So I am just trying to get a hold on something so I thaught I would post it here…
A Staging area is where the consists have been built and are just awaiting an engine?
And a yard is where the switcher builds them and puts them in the staging area???
Just wodering after readiing a few posts, I was thinking a staging area was just an out of the way yard for the modeler… Joseph
A staging yard represents the “rest of the world”.
We all model just a part of the overall railway system. The cars and many times trains that operate on our railroad originate someplace other than the portion we model and cars and trains that operate over our layouts often terminate at someplace beyond our layout. The staging yards represent those places.
For example if you model the PRR between Pittsburgh and Altoona, there will be trains that operate between Chicago and Philadelphia. The train started at a place off the layout (Pittsburgh staging)and ends in a place off the layout (Philadelphia staging).
To use the theater analogy (it is after all, staging) the layout is the stage and the staging yards are the wings. The actors/trains wait in the wings/staging yards until its time for them to perform/operate and then they enter the stage/layout, do their thing, and then exit back offstage into the wings/into staging.
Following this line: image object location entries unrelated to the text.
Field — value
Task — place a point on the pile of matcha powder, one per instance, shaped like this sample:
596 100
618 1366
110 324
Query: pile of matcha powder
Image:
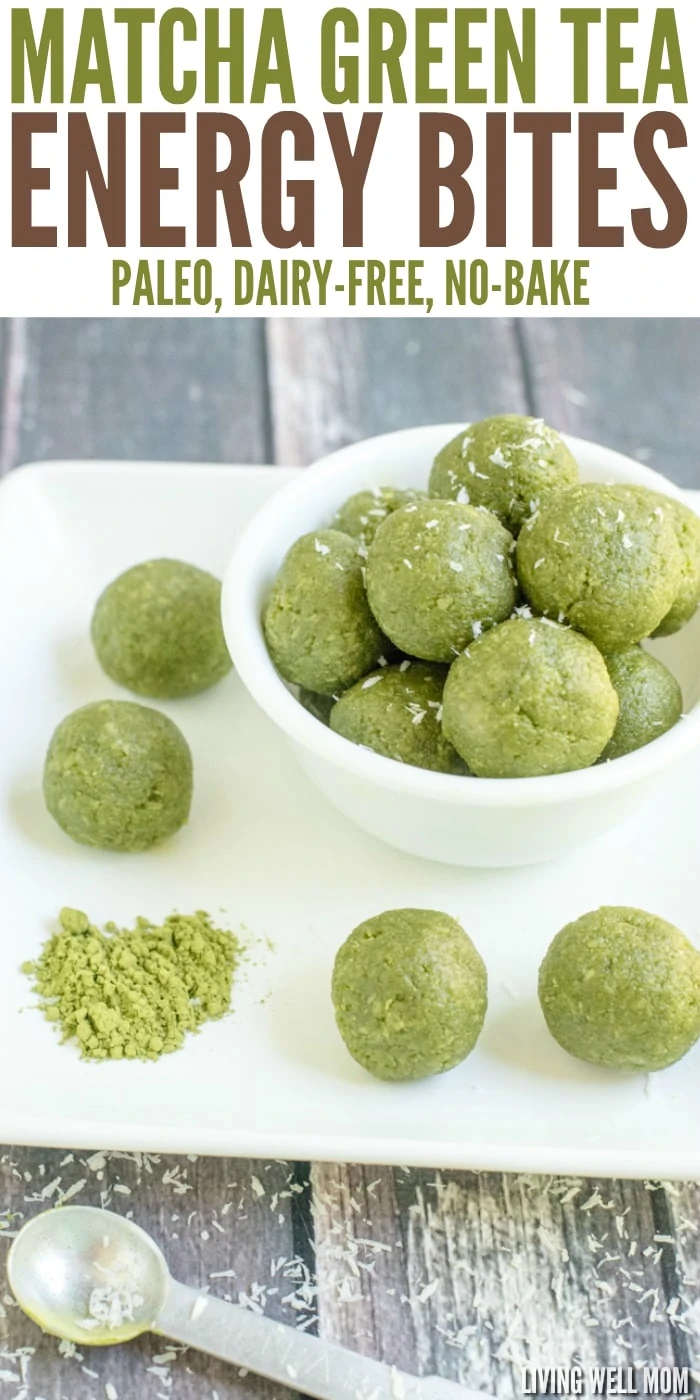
135 993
Staging can be open or hidden, “live” or “dead”. A live staging yard is also called a fiddle yard. A person (sometimes called a “mole”) will rearrange the cars in the trains either by switching them or by “0-5-0” (moving them by hand). Dead staging the trains just run out the same as they came in, same power, same cars, same order.
Dave H.
A staging area is like backstage at a theater. Actors are not acting and are not in character, are just waiting to go onstage.
The idea is that a layout can only cover a limited amount of the length of a railroad, at most a handful of scale miles. We can model what happens/ operates in a limited area realistically, then it goes off somewhere else and disappears.
My layout doesn’t even have a yard as such!

(By the way, Rio Viejo and Lost River are two ends of the same staging tracks…the same actual tracks with two names to represent two different places.)
It represents one town along the mainline with a station and a few industries.
Mainline through trains come from staging, run through Johnston and then disappear into staging again. The layout is not big enough to model all of a 50 mile or 100 mile run of a train, only about the visible 1 mile of it that is in between major terminals, which does not include the start or end of the journey.
A local peddler train runs eastbound one day and westbound the next. It does not start or end in my modeled town of Johnston but comes tfrom staging, drops off cars and picks up cars, and then continues to staging.
I have a short logging railroad. It has some trackage at a mill that is supposedly a mile or so off the mainline on its own trackage–actually only a 7 foot run from the mainline connection. Not enough trackage to call a yard really, but it is the only place where a train originates and terminates at a visible spot, and whose operation is run realistically at that spot. A log train gathers empty log cars from the mill pond dump track, carries them to the mainline connection and to a log “reload” spur where logs are loaded from trucks. A cut of filled log cars has been set up before the operating session.
http://www.railimages.com/albums/kennethanthony/aap.jpg
The log train leaves
Staging can be tracks with whole trains and represent the unseen mainline beyond the layout. It can be tracks with cuts off cars that represents interchange, industry, etc. off the layout. While staging is usually at the ends of the layout, it doesn’t have to be. You can have staging tracks in the middle. And of course you can have multiple staging areas.
Enjoy
Paul
I can see where there might be some confusion over the word staging. Generally, it has come to mean a place not represented on the layout. Most model railroads do not have enough space to represent everything, so modelers will choose a section of the railroad to model. All of those places that aren’t represented on the layout can still send and receive cars by using staging. An eastbound train would go past the last town on the east end of the layout, (off stage) and go to a hidden place, where it could wait, or be broken down depending on the type of operation.
A yard is just a collection of parallel tracks, connected on at least one end by a number of switches called a ladder. These tracks are used to sort cars by destination. Cars heading in the same direction are put together to form a train.